In the Columbia Journalism Review’s Tested: Covering schools in the age of micro-measurement, LynNell Hancock provides a rich survey of the history and context of the current debate over value-added modeling in teacher evaluation, with a particular focus on LA and NY.
Here are some key points from the critique:
1. In spite of their complexity, value-added models are based on very limited sources of data: who taught the students, without regard to how or under what conditions, and standardized tests, which are a very narrow and imperfect measure of learning,
No allowance is made for many “inside school” factors… Since the number is based on manipulating one-day snapshot tests—the value of which is a matter of debate—what does it really measure?
2. Value-added modeling is an imprecise method whose parameters and outcomes are highly dependent on the assumptions built into the model.
In February, two University of Colorado, Boulder researchers caused a dustup when they called the Times’s data “demonstrably inadequate.” After running the same data through their own methodology, controlling for added factors such as school demographics, the researchers found about half the reading teachers’ scores changed.

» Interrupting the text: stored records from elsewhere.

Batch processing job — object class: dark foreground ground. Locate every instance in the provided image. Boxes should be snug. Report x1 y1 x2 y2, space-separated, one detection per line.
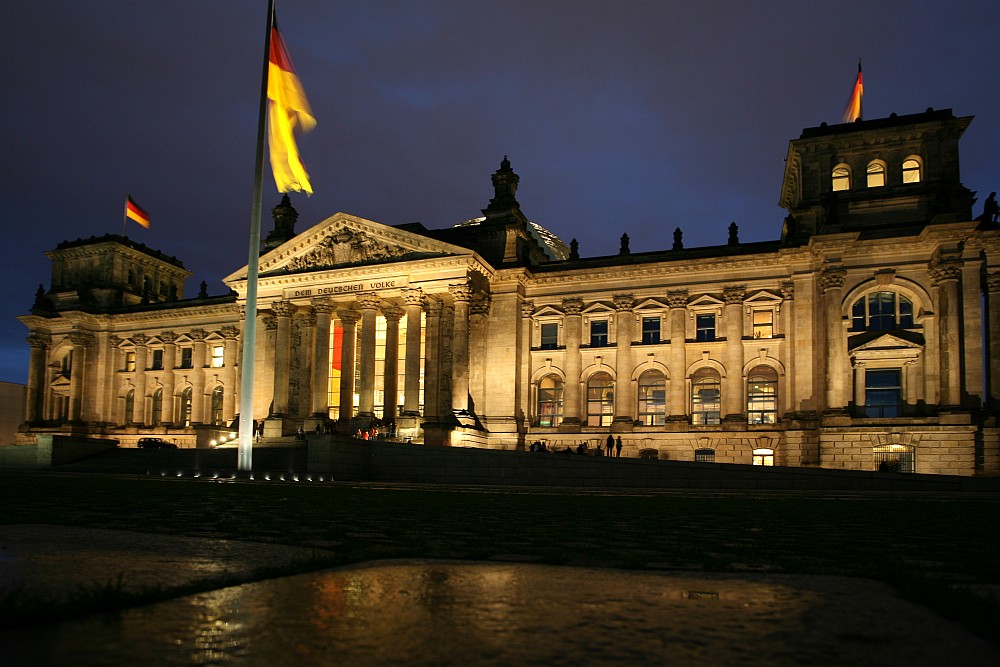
0 472 1000 644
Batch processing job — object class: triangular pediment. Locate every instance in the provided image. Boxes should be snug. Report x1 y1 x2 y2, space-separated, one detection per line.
224 213 473 283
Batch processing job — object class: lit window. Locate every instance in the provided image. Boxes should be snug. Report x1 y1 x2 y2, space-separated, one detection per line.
753 310 774 338
541 322 559 350
638 371 667 426
865 368 903 417
747 366 778 424
833 164 851 192
587 372 615 426
694 447 715 463
642 317 660 345
212 345 225 368
868 160 885 188
851 292 913 331
695 313 715 341
590 320 608 347
903 157 923 183
538 375 562 426
691 369 722 426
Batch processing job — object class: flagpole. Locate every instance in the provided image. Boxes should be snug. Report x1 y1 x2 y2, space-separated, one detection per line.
237 0 274 471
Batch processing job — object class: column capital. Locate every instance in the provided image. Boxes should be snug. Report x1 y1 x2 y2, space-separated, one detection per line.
337 308 361 327
613 294 635 312
382 303 405 322
403 287 424 306
448 282 472 301
563 296 583 316
927 257 962 285
358 294 382 310
722 285 747 305
819 266 847 292
271 301 295 317
667 290 688 308
27 331 52 349
311 297 336 313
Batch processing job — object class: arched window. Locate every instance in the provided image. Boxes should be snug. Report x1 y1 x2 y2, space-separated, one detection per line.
638 370 667 426
149 389 163 426
587 371 615 426
691 368 722 426
122 389 135 426
212 386 222 426
538 375 562 426
868 160 885 188
832 164 851 192
181 387 192 426
747 366 778 424
903 155 924 183
851 292 913 331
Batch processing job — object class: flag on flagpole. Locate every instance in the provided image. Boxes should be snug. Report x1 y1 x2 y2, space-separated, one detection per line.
844 60 865 123
125 195 149 229
267 16 316 194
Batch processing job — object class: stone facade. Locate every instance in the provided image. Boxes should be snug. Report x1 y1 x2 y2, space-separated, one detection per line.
20 110 1000 475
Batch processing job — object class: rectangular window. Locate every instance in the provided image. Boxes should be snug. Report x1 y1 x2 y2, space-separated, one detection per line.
695 313 715 341
753 310 774 338
590 320 608 347
541 322 559 350
642 317 660 345
865 368 903 417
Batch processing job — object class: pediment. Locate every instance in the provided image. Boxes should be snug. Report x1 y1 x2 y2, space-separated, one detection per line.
224 213 472 283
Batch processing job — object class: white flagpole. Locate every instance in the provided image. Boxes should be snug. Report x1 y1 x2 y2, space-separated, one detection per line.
237 0 274 471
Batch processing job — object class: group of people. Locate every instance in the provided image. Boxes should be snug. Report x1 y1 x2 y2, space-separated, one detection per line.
528 434 622 458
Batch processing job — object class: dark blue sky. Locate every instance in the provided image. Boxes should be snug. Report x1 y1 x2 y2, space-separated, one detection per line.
0 0 1000 382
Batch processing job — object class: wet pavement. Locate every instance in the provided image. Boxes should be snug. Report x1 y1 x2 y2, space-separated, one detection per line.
0 526 1000 667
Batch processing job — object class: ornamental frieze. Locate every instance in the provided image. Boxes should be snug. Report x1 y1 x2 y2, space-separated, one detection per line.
288 229 412 270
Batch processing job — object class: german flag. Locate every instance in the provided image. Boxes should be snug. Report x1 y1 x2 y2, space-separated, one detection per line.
267 16 316 194
125 195 149 229
844 60 865 123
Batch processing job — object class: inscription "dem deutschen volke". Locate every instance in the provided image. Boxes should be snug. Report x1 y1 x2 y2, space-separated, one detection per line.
284 276 410 299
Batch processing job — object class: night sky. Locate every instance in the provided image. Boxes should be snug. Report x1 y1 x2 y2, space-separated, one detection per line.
0 0 1000 383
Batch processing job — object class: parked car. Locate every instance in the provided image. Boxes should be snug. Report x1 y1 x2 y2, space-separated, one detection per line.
139 438 177 449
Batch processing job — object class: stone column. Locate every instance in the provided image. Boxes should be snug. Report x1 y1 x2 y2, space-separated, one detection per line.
722 285 746 422
424 297 442 421
66 331 92 422
24 331 52 424
819 266 847 411
310 298 333 419
448 283 472 414
403 287 424 417
928 257 962 407
220 325 240 426
190 329 208 424
667 290 688 421
337 310 361 432
133 334 149 425
358 294 382 418
560 297 584 431
382 304 403 422
160 331 177 424
986 272 1000 408
271 301 295 417
614 294 635 428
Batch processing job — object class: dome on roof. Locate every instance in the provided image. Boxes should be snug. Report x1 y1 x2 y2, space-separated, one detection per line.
454 216 569 261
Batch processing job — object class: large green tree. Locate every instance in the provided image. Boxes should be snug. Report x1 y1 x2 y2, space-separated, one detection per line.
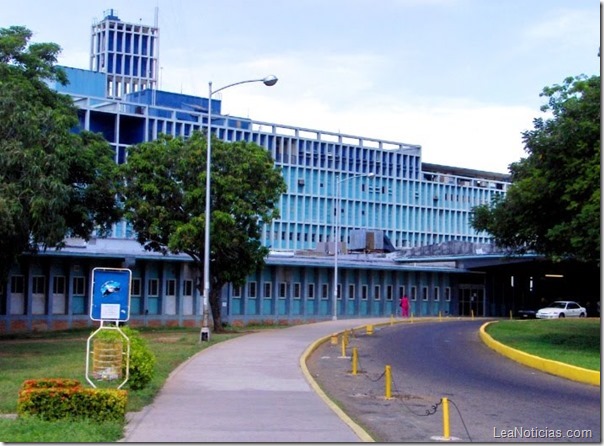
0 26 120 282
472 75 601 262
123 132 286 332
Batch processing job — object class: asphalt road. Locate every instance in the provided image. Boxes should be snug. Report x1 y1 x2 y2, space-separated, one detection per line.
359 320 601 442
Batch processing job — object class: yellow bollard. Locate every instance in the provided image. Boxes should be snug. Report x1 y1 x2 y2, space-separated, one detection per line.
385 365 392 400
442 398 451 441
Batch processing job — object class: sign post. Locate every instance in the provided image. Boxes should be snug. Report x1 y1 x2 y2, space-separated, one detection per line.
90 268 132 322
86 268 132 389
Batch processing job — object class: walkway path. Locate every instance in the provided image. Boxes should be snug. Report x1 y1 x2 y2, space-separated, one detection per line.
122 318 389 443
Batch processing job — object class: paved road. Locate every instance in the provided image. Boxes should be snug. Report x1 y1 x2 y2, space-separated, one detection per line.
362 320 601 442
122 319 386 443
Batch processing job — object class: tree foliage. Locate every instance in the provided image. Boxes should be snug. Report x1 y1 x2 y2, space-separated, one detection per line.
472 75 601 262
123 132 285 331
0 26 119 281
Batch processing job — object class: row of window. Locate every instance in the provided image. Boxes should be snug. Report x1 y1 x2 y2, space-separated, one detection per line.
11 275 451 301
10 275 86 296
232 282 451 302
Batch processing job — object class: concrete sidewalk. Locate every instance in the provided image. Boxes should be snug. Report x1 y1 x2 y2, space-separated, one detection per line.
121 318 390 443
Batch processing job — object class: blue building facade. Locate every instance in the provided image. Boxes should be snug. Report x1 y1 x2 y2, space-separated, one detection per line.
0 10 528 331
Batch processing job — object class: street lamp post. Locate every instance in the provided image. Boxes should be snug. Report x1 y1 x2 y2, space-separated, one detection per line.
331 172 375 321
199 75 278 341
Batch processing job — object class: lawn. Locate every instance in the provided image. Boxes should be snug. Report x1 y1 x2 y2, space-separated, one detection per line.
0 328 242 443
487 318 600 371
0 318 600 443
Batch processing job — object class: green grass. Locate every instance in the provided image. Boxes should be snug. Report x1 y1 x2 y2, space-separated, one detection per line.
487 318 600 371
0 318 600 443
0 328 243 443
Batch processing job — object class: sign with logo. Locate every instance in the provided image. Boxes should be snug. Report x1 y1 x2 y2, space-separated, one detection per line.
90 268 132 322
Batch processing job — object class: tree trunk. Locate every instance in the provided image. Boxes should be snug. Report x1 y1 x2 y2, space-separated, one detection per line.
210 285 224 333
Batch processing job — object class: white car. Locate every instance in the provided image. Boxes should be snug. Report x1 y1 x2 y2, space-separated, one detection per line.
535 300 587 319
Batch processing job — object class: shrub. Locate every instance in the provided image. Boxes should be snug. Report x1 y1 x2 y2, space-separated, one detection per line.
97 327 156 390
17 379 128 422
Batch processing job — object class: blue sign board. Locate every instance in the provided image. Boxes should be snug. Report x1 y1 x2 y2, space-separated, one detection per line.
90 268 132 322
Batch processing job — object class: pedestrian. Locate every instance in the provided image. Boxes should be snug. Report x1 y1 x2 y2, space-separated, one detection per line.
401 294 409 317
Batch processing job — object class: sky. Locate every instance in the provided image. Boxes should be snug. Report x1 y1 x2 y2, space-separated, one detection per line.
0 0 601 173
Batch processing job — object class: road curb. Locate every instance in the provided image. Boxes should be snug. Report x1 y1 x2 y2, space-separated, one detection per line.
299 318 442 443
479 321 600 387
300 327 375 443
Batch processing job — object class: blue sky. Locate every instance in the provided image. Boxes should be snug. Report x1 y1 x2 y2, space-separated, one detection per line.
0 0 601 173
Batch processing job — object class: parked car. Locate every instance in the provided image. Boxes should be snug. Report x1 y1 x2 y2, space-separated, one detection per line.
518 308 537 319
536 300 587 319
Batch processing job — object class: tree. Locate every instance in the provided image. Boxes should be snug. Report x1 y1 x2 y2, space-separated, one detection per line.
0 26 120 281
472 75 601 262
123 132 285 332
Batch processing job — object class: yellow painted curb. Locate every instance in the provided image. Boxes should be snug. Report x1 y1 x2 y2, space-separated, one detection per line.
300 328 375 443
300 318 444 443
479 321 600 387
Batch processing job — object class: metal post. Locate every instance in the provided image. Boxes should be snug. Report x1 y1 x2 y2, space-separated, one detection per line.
385 365 392 400
199 75 277 341
199 82 212 341
443 398 451 441
331 175 340 321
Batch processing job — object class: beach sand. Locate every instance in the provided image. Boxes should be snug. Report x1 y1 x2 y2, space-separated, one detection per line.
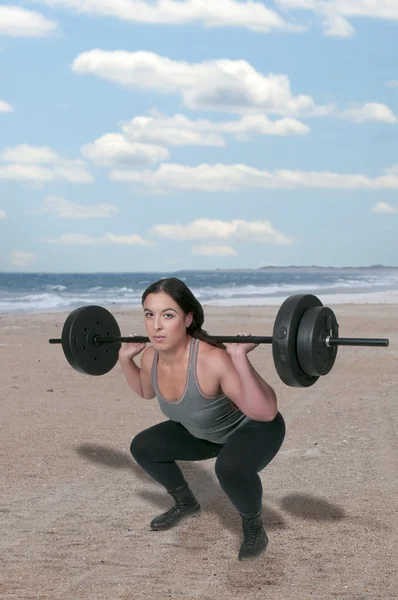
0 305 398 600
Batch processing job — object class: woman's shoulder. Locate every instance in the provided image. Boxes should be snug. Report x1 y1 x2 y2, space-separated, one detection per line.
198 340 227 368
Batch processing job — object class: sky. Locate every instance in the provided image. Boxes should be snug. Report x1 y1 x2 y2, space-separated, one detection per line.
0 0 398 273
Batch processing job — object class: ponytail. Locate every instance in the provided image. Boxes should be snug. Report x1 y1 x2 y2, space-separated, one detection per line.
187 316 226 350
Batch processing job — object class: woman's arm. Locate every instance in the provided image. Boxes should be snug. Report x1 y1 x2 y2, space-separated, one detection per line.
217 352 278 421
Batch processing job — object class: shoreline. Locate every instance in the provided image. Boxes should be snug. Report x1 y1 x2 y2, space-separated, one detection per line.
0 305 398 600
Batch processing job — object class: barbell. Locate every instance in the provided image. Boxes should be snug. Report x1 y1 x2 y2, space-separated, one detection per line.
49 294 389 387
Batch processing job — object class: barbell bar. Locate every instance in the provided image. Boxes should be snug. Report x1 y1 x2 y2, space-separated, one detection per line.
49 294 389 387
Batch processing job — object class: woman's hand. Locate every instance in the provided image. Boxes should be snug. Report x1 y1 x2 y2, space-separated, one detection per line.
224 333 258 358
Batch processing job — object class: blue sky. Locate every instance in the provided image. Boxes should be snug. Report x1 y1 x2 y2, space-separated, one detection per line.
0 0 398 272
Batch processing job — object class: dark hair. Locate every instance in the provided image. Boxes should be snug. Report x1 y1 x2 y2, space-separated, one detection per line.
141 277 225 350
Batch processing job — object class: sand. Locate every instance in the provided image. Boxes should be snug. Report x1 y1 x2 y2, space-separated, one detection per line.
0 305 398 600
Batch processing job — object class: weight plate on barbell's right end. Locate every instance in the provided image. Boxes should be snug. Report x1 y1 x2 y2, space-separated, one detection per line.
272 294 323 387
61 306 121 375
297 306 339 377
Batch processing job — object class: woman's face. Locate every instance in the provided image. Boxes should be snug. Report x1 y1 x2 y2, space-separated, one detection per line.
143 292 193 348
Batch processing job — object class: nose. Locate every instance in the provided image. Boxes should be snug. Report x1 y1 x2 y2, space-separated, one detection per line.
153 317 162 331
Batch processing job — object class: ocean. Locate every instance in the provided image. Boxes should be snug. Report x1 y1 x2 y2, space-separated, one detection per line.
0 266 398 313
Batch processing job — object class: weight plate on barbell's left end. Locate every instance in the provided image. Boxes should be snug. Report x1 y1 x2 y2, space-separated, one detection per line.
61 306 121 375
297 306 339 377
272 294 323 387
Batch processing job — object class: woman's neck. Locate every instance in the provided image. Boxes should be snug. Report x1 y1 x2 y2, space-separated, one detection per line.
159 335 192 368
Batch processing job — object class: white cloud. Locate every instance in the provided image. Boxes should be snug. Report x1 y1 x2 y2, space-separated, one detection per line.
81 133 170 167
0 100 14 113
109 163 398 192
340 102 398 123
11 250 36 267
122 114 310 146
28 0 303 33
192 246 237 256
72 49 326 116
0 144 94 183
384 79 398 88
0 5 58 38
80 114 310 168
372 202 398 214
274 0 398 37
29 196 119 219
150 218 292 245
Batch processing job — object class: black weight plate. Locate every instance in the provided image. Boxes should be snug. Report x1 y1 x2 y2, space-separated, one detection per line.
297 306 338 377
61 306 120 375
272 294 322 387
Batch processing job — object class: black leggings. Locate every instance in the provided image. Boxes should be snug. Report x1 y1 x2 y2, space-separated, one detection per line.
130 413 285 515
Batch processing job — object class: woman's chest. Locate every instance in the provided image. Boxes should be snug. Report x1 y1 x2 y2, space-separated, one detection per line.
157 346 222 402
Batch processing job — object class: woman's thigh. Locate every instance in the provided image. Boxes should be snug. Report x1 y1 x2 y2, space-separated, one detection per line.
215 413 285 473
130 420 223 462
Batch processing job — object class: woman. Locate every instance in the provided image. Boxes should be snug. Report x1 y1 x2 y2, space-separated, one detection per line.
119 277 285 560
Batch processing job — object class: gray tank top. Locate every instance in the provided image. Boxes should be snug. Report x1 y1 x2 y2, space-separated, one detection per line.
151 338 250 444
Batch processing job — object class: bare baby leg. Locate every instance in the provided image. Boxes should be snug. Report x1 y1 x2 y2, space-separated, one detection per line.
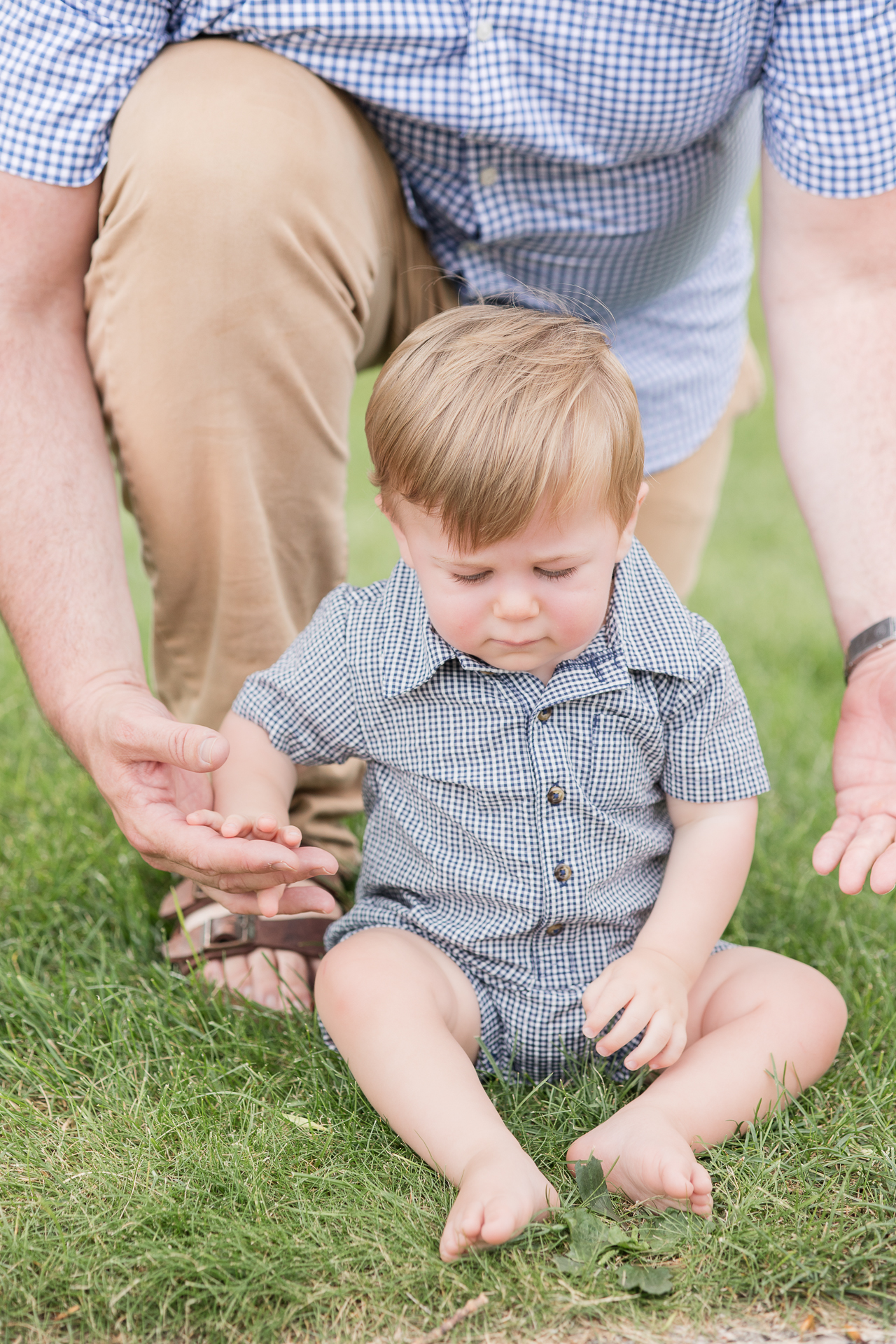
567 948 846 1218
314 929 560 1261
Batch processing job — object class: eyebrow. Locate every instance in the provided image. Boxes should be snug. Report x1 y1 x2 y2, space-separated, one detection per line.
433 551 586 570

On the extreme ends, about 8 percent were bumped from ineffective to effective, and 12 percent bumped the other way. To the researchers, the added factors were reasonable, and the fact that they changed the results so dramatically demonstrated the fragility of the value-added method.
3. Value-added modeling is inappropriate to use as grounds for firing teachers or calculating merit pay.
Nearly every economist who weighed in agreed that districts should not use these indicators to make high-stakes decisions, like whether to fire teachers or add bonuses to paychecks.
Further, it’s questionable how effective it is as a policy to focus simply on individual teacher quality, when poverty has a greater impact on a child’s learning:
The federal Coleman Report issued [in 1966] found that a child’s family economic status was the most telling predictor of school achievement. That stubborn fact remains discomfiting—but undisputed—among education researchers today.
These should all be familiar concerns by now. What this article adds is a much richer picture of the historical and political context for the many players in the debate. I’m deeply disturbed that NYS Supreme Court Judge Cynthia Kern ruled that “there is no requirement that data be reliable for it to be disclosed.” At least Trontz at the NY Times acknowledges the importance of publishing reliable information as opposed to spurious claims, except he seems to overlook all the arguments against the merits of the data:
If we find the data is so completely botched, or riddled with errors that it would be unfair to release it, then we would have to think very long and hard about releasing it.
That’s the whole point: applying value-added modeling to standardized test scores to fire or reward teachers is unreliable to the point of being unfair. Adding noise and confusion to the conversation isn’t “a net positive,” as Arthur Browne from The Daily News seems to believe; it degrades the discussion, at great harm to the individual teachers, their students, the institutions that house them, and the society that purports to sustain them and benefit from them.